Billing itself as the “digital defender of children,” Thorn claims its mission is to “eliminate child sexual abuse from the internet” via two forms of software it has developed: “Safer,” which purportedly removes child porn from an organization’s platform; and “Spotlight,” which uses a massive archive of escort ads to keep tabs on sex workers for law enforcement.
Blue writes that both tools “use data sources and AI to automate policing of sex content.” A Thorn spokeswoman told Blue that the company is unconcerned with consensual sex work and just wants to recover children from sexual slavery. But as Blue notes, most of Thorn’s nonprofit partners “vow to abolish consensual sex work” as a means to end the exploitation of minors.
Thorn’s propaganda and deeds belie its stated goals. Reporters have caught Kutcher making questionable claims about the efficacy of Thorn’s software and trafficking in dubious statistics. Worse still was Thorn’s support in 2018 for the Fight Online Sex Trafficking Act (FOSTA), a federal law making it illegal to promote or facilitate sex work online.
Combined with the government’s takedown (under a different statute) of the online classified ads site Backpage.com, FOSTA was like a pale horse of death trampling sex workers underfoot, whether or not their services were actually illegal. The draconian measure precipitated a wave of self-censorship by interactive websites worried that sexually suggestive third-party content might trigger the attention of the authorities.
In describing the law’s horrific aftermath, Blue quotes from a recent paper in the Fordham Law Review by juris doctorate candidate Lura Chamberlain, which describes FOSTA as an unmitigated disaster. FOSTA denied sex workers the ability to vet their clients, making the sex trade increasingly unsafe. And it removed a tool used by law enforcement to rescue actual victims of sex trafficking, which, unlike sex work among consenting adults (aka, prostitution), involves minors, or adults through force, fraud or coercion .
Chamberlain writes:
Within one month of FOSTA’s enactment, thirteen sex workers were reported missing, and two were dead from suicide. Sex workers operating independently faced a tremendous and immediate uptick in unwanted solicitation from individuals offering or demanding to traffic them. Numerous others were raped, assaulted, and rendered homeless or unable to feed their children. These egregious acts of violence and economic devastation are directly attributable to FOSTA’s enactment.

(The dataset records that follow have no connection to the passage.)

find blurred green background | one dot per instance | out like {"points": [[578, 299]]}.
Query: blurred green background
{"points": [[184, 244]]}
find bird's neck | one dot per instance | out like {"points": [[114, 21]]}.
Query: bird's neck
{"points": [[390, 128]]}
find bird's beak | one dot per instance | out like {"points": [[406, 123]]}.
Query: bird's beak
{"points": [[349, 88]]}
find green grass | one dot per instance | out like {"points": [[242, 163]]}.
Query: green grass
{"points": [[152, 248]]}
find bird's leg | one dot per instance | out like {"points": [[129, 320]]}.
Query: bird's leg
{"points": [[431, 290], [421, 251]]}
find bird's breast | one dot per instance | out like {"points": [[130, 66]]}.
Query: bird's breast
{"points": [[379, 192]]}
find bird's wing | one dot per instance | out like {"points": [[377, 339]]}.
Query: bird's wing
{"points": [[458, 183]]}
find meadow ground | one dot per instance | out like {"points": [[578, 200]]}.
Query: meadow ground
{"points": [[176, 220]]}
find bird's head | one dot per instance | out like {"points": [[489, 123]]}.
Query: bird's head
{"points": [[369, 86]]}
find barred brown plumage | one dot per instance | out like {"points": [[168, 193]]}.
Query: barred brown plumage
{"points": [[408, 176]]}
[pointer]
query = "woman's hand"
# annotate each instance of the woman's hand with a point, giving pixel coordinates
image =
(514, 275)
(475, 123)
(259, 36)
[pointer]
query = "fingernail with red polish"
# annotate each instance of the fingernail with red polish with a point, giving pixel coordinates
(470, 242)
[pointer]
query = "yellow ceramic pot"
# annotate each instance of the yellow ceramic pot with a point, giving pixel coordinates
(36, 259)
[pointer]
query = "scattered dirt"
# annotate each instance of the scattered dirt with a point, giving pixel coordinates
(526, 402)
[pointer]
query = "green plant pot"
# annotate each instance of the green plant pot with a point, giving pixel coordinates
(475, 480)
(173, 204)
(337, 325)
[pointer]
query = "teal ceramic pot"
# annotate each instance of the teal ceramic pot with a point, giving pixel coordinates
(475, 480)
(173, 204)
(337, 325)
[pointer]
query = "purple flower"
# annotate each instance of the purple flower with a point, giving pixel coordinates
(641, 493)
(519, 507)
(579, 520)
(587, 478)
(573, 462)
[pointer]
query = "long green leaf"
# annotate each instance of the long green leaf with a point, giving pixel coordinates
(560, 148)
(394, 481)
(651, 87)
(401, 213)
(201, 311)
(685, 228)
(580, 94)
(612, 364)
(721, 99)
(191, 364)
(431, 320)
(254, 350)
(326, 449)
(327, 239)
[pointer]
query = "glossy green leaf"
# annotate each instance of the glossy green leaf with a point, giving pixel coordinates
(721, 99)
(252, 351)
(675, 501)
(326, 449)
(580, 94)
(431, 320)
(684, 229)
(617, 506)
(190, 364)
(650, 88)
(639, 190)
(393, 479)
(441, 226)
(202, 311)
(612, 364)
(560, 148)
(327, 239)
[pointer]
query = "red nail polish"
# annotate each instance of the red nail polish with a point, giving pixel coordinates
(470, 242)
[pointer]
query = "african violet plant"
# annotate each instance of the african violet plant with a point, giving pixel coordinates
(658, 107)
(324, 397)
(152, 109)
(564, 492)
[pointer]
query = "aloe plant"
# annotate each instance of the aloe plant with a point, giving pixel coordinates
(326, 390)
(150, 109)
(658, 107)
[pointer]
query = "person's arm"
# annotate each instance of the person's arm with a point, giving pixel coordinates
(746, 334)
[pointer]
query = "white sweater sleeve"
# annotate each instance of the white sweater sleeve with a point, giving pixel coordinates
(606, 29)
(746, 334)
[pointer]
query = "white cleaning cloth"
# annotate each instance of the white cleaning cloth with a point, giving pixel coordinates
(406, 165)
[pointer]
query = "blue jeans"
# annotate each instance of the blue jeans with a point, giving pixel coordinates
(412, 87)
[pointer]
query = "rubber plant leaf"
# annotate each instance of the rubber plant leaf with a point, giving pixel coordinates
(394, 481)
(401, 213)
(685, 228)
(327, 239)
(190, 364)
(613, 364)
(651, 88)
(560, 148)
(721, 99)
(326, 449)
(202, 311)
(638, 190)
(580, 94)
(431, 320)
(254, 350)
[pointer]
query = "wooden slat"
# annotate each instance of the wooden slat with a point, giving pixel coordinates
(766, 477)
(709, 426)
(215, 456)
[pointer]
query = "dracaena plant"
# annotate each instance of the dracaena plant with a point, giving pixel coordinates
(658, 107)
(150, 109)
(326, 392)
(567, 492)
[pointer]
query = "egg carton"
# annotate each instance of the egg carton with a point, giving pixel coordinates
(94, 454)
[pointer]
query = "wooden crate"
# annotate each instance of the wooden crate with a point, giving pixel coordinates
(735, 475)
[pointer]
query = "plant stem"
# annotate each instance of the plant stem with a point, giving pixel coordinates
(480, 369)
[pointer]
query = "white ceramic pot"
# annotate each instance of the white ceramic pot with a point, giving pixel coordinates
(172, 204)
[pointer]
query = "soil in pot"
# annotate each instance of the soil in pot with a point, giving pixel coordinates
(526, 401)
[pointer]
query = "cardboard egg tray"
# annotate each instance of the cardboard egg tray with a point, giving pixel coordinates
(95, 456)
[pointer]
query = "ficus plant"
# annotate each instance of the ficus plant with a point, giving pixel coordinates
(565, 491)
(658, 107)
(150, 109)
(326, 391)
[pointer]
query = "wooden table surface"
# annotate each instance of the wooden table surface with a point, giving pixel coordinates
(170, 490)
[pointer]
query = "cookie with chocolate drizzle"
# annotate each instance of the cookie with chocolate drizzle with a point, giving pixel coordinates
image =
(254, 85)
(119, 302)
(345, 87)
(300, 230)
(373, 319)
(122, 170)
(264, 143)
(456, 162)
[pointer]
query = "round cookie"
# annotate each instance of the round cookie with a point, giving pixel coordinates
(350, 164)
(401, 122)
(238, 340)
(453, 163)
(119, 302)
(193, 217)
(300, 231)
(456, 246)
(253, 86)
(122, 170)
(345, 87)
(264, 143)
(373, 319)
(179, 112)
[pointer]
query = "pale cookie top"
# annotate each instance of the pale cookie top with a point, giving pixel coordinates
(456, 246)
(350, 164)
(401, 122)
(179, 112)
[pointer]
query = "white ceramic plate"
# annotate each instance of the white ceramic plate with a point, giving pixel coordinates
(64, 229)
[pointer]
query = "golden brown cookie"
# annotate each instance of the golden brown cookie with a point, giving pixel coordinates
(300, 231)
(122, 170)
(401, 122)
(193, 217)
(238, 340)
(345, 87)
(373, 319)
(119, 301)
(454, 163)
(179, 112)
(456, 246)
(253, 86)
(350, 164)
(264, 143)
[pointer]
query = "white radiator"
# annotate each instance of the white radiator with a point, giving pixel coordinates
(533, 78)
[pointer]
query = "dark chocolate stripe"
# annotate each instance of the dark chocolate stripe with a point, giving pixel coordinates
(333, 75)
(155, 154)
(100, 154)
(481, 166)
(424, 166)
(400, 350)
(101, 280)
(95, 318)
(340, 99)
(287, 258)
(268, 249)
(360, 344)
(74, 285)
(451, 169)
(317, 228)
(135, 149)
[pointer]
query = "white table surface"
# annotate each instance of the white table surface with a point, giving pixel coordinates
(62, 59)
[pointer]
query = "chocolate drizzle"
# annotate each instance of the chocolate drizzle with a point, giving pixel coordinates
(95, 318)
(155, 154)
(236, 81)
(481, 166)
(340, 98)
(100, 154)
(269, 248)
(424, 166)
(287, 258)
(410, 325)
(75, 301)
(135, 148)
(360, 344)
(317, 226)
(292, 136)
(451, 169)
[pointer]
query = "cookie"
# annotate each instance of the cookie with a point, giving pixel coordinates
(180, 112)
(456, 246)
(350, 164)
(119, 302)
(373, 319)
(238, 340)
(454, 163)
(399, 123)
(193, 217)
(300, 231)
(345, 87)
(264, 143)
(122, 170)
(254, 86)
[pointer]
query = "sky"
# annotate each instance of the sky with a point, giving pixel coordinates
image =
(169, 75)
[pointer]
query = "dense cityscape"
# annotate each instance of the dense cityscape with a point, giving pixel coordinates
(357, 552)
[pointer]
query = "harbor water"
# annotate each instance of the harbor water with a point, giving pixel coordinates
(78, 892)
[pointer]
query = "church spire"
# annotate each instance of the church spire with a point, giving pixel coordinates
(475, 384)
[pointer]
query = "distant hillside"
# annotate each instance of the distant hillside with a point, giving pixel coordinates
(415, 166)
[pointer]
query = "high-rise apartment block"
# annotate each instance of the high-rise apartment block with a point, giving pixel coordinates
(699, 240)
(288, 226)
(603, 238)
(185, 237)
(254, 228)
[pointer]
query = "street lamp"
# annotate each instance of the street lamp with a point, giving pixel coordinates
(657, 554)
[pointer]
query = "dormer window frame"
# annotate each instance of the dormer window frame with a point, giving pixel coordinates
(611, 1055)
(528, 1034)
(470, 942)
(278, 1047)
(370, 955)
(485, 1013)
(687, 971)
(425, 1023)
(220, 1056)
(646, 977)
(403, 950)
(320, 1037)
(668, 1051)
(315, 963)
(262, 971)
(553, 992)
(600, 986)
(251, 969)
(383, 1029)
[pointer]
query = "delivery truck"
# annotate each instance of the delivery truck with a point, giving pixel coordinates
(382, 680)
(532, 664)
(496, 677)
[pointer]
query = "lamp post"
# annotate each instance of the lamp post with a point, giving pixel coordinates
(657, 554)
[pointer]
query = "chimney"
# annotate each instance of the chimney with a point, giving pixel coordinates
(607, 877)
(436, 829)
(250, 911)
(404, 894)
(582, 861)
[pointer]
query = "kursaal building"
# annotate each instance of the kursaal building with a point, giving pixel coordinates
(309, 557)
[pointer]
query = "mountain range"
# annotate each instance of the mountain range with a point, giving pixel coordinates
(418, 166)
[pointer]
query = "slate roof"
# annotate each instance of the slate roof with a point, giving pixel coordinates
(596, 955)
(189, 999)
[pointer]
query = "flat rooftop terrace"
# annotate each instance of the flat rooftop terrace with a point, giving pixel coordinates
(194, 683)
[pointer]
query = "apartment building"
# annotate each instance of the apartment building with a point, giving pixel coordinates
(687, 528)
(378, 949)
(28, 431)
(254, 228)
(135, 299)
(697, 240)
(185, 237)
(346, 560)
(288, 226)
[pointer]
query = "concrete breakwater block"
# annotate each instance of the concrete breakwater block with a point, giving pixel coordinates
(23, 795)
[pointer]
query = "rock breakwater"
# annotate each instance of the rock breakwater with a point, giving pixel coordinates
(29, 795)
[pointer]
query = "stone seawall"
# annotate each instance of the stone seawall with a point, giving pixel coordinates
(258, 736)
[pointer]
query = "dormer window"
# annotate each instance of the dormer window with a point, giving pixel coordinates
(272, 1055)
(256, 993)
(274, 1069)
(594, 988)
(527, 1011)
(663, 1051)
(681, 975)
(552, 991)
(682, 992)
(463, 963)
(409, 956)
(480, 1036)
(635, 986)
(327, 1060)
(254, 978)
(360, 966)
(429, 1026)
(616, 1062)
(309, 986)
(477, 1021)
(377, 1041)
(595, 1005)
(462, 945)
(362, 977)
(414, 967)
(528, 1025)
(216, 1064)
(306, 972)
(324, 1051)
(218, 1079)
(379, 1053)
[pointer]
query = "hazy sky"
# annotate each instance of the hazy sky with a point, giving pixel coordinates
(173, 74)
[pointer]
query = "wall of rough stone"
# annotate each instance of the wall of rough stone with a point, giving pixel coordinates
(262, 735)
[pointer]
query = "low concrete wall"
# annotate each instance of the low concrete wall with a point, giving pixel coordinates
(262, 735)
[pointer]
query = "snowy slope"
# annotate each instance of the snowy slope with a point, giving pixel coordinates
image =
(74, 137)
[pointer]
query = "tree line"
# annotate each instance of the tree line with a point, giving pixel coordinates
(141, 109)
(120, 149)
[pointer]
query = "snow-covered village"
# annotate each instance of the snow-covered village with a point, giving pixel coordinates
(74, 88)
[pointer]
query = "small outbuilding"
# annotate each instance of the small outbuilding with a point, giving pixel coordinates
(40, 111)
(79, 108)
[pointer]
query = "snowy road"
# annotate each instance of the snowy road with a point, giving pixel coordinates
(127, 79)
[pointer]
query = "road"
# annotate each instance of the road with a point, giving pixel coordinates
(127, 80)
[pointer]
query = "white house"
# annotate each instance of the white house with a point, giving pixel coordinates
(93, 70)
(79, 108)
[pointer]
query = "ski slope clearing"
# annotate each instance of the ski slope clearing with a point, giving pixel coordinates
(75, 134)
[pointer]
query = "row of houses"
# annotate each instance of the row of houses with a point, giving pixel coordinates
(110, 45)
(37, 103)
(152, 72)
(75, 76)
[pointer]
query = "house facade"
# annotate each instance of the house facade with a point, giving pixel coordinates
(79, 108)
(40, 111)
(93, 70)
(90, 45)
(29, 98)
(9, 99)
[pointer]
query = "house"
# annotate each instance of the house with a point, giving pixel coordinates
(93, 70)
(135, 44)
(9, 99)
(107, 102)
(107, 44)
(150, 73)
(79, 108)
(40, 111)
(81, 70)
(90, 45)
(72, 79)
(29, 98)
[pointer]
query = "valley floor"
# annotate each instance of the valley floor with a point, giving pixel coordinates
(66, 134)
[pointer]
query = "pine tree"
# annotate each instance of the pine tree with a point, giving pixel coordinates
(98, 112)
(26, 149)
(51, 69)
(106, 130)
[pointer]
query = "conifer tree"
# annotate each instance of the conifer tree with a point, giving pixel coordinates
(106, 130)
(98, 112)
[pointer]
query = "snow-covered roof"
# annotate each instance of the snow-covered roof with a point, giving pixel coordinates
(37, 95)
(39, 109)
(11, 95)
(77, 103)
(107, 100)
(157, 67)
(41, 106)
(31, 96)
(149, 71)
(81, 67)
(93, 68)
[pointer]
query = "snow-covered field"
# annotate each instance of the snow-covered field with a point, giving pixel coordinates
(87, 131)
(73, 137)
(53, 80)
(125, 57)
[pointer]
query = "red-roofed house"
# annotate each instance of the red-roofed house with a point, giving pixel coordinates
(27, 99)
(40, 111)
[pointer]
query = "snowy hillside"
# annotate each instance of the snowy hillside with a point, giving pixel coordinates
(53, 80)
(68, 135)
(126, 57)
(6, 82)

Chamberlain’s paper is an important contribution to the study of FOSTA, and Blue is to be commended for drawing attention to it. Indeed, throughout her piece, Blue links to sources that even jaded followers of this subject will find enlightening, such as a link to an unnerving Bloomberg piece about the data-mining company Palantir, which has teamed up with Kutcher’s Thorn and is equally opaque about its methods.
Kutcher may play a lovable doofus on TV, but when it comes to Thorn, he seems equal parts J. Edgar Hoover and P.T. Barnum. The connection to Palantir alone makes one wonder about Thorn’s intentions for all the information that it scrapes from the internet.